Alcune donne amano visceralmente i bambini, difatti ne mettono al mondo tanti, magari ognuno con un padre diverso, e gli uomini, uno peggio dell’altro. Difficile far sentire che espongono non soltanto se stesse, anche i loro figli, a vicende familiari durissime.
Il mio primo bambino
ha un papà assassino
e domani prima di sera
lo incontrerà in galera.
Il secondo che mi è nato
ha un babbo alcolizzato
che lo spaventava spesso
perché beveva in eccesso.
Il terzo bimbo che ho avuto
non è stato riconosciuto
e il padre putativo
è un esempio negativo.
Dell’ultimo, che posso dire?
Lo amo da morire
ma col padre ho perso i denti
a furia di maltrattamenti.
Non mi accusi, Vostro Onore,
se ho sfortuna nell’amore.
Io mi fido, sì, lo ammetto,
è il mio massimo difetto.
Ma se ho fatto una sciocchezza
è per troppa tenerezza.
Le filastrocche giudiziarie
I tribunali per i minorenni prendono ogni giorno decisioni difficili. Scelte delicate, suscettibili certo di errore ma orientate ogni volta sulla valutazione dei rischi e dei danni che un minore patisce, molto spesso per mano degli adulti a lui più vicini vale a dire i suoi genitori e i familiari più stretti.

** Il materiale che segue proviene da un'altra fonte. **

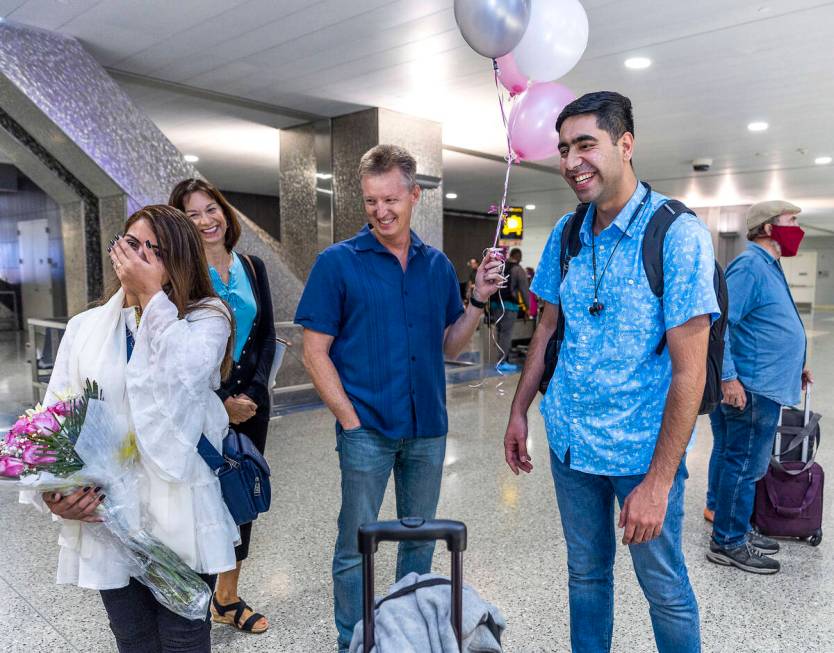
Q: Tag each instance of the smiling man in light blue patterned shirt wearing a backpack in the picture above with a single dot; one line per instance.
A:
(619, 416)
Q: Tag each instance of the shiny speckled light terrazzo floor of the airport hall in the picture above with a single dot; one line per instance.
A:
(516, 555)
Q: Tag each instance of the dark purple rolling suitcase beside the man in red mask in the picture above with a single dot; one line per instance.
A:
(789, 497)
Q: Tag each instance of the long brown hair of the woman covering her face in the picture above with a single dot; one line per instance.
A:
(181, 252)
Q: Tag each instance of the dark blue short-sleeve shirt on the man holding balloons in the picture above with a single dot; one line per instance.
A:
(388, 328)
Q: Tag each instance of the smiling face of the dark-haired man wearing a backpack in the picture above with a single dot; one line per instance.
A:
(594, 167)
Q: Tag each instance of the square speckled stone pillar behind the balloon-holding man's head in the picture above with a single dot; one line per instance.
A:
(355, 134)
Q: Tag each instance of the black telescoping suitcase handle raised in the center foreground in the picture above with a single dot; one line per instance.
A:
(408, 529)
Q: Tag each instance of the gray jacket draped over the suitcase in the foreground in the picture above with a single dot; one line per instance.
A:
(419, 622)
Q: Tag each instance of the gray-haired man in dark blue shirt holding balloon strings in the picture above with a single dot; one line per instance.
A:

Negli ultimi anni una retorica mielosa e in bianco e nero ha raccontato storie dove i buoni erano ben distinti dai cattivi e dove la conclusione era invariabilmente una sola: i bambini e i ragazzi devono crescere con i loro genitori. Con loro, chiunque essi siano e comunque si comportino.
Ogni altro intervento, anche quando è temporaneo e di stimolo al cambiamento per giungere a relazioni familiari più serene, viene presentato come crudeltà, come ingiustizia. Avrebbe, ciascun genitore, il diritto di fare dei propri figli tutto ciò che vuole - e di evitare il dolore, per sé e per il bambino. Piuttosto la perversione, il maltrattamento, l'incertezza endemica. Tutto sembra meglio della sofferenza che sta dentro alla crisi e alla necessità di cambiare.
Il cinismo infantile di Cukerì che racconta scelte giudiziarie estreme, eppure ordinarie nelle aula dei tribunali per i minorenni, è uno sberleffo a questa logica e un modo per affermare una volta di più che i bambini e i ragazzi sono persone. Non proprietà, non appendici degli adulti ma persone, soggetti di diritto, nei cui panni occorre provare a mettersi e che è opportuno disporsi ad ascoltare in ogni singola e distinta decisione che riguardi da vicino la loro vita.